Experts: Risky home loans are back in Jacksonville

Wholesale Realty News

The home mortgage market is loosening up with a major lender gaining national attention for loans designed with low down payments to allow cash strapped, first-time buyers access to financing.

Bank of America announced last week that it would begin offering 97 percent financed home loans —up to $417,000— to applicants with credit scores in the mid 600s who also fall below their area’s median income levels as determined by the Federal Housing Administration.

Also, the loans would not include private mortgage insurance — a safeguard for lenders and the governmental agencies that insure home mortgages. Private mortgage insurance can add hundreds of dollars to a mortgage payment and must be carried until the debt to equity level reaches 20 percent.

On a $150,000 house, a borrower would need to put down $30,000 to qualify for conventional home loans that don’t require mortgage insurance.

Bank of America will sell the loans to Self Help Ventures Fund with the loans being backed by Freddie Mac, according to information supplied by the bank.

While social media and some national news agency’s reported the resurgence of these types of loans last week after BOA’s announcement, Jacksonville professionals in the home mortgage industry told the Business Journal these programs never vanished from the market place and, in fact, some programs offer 100 percent financing in certain areas of Jacksonville.

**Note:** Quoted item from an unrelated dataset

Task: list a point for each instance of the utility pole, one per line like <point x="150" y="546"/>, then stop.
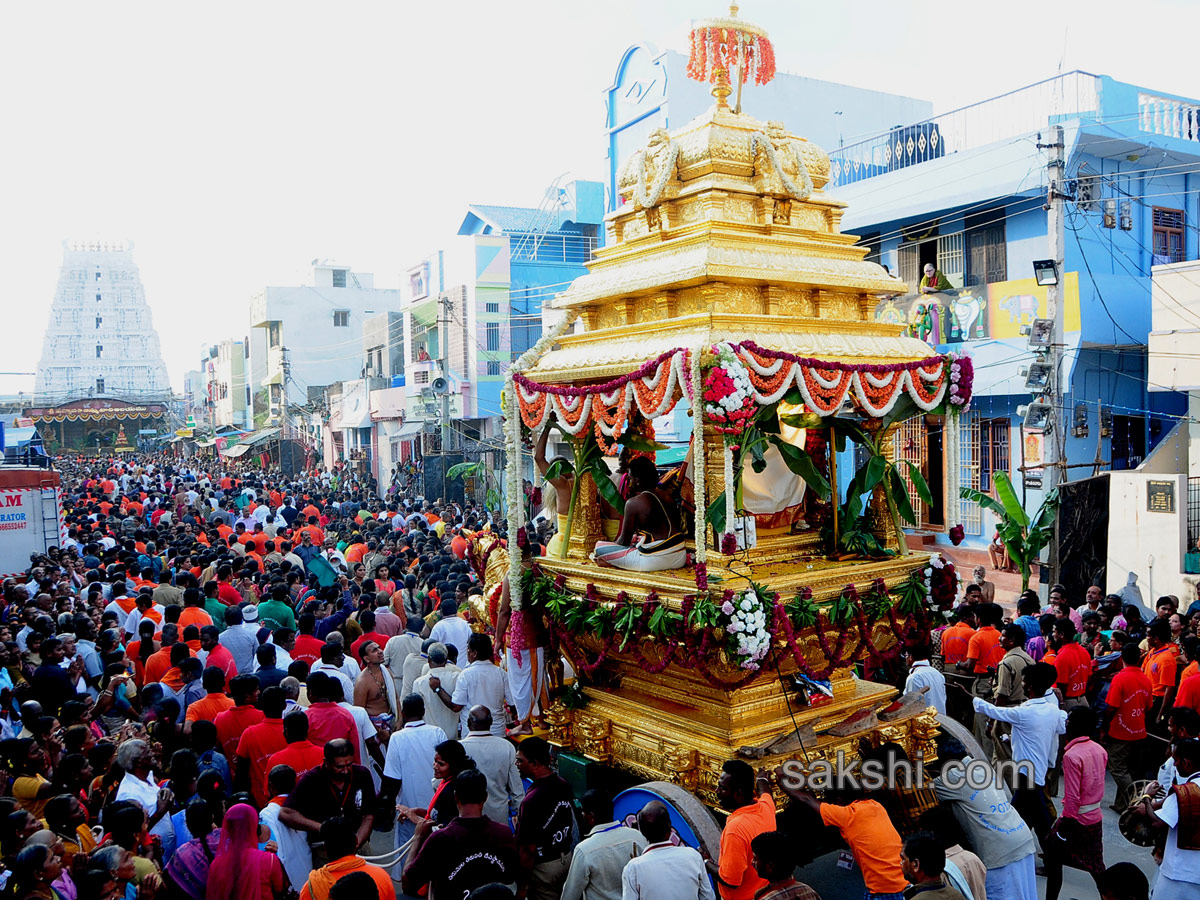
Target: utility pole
<point x="1056" y="171"/>
<point x="444" y="342"/>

Jon Singleton, a Realtor with Watson Realty Corp., lives in Jacksonville and has sold homes for the past 15 years in the area. He said low downpayment programs have been around for years, usually being offered as an FHA-backed product with 3.5 percent down payment.

He said these types of loans are good for buyers that are renting now but want to buy a house and haven’t saved enough for a conventional mortgage.

However, there are disadvantages to low down payment programs, especially if home values decrease. Borrowers may become stuck and not able to sell the property, he said.

Even borrowers who do put down 20 percent can become underwater as closing costs can tack on 8 to 10 percent to the loan, he said.

Jim Branch, a vice president at Regions Mortgage, said they offer a 100 percent financing program in certain areas of Jacksonville. He said these types of programs have been mandated by the federal government since the Clinton Administration to help expand the opportunities in the housing market.

“What I see today is more products and more creativity,” he said. “But also more scrutiny.”

David Wakefield, a loan originator with PrimeLending, said there were several products that are designed for first-time home buyers. One program provides borrows Duval County residents $15,000 through the Florida Bond Program as the county is considered one of the hardest hit areas in the last downturn. The bond, he said, would be forgiven after five years.

The major lending product that was blamed for the last crash of the economy was subprime loans that had adjustable interest rates, causing a spike in monthly payments when the economy declined.

Wakefield said as the mortgage market continues to loosen, he’s hearing whispers that these types of products could be soon offered again.

“People forget,” Wakefield said. “It’s a convenient memory loss.”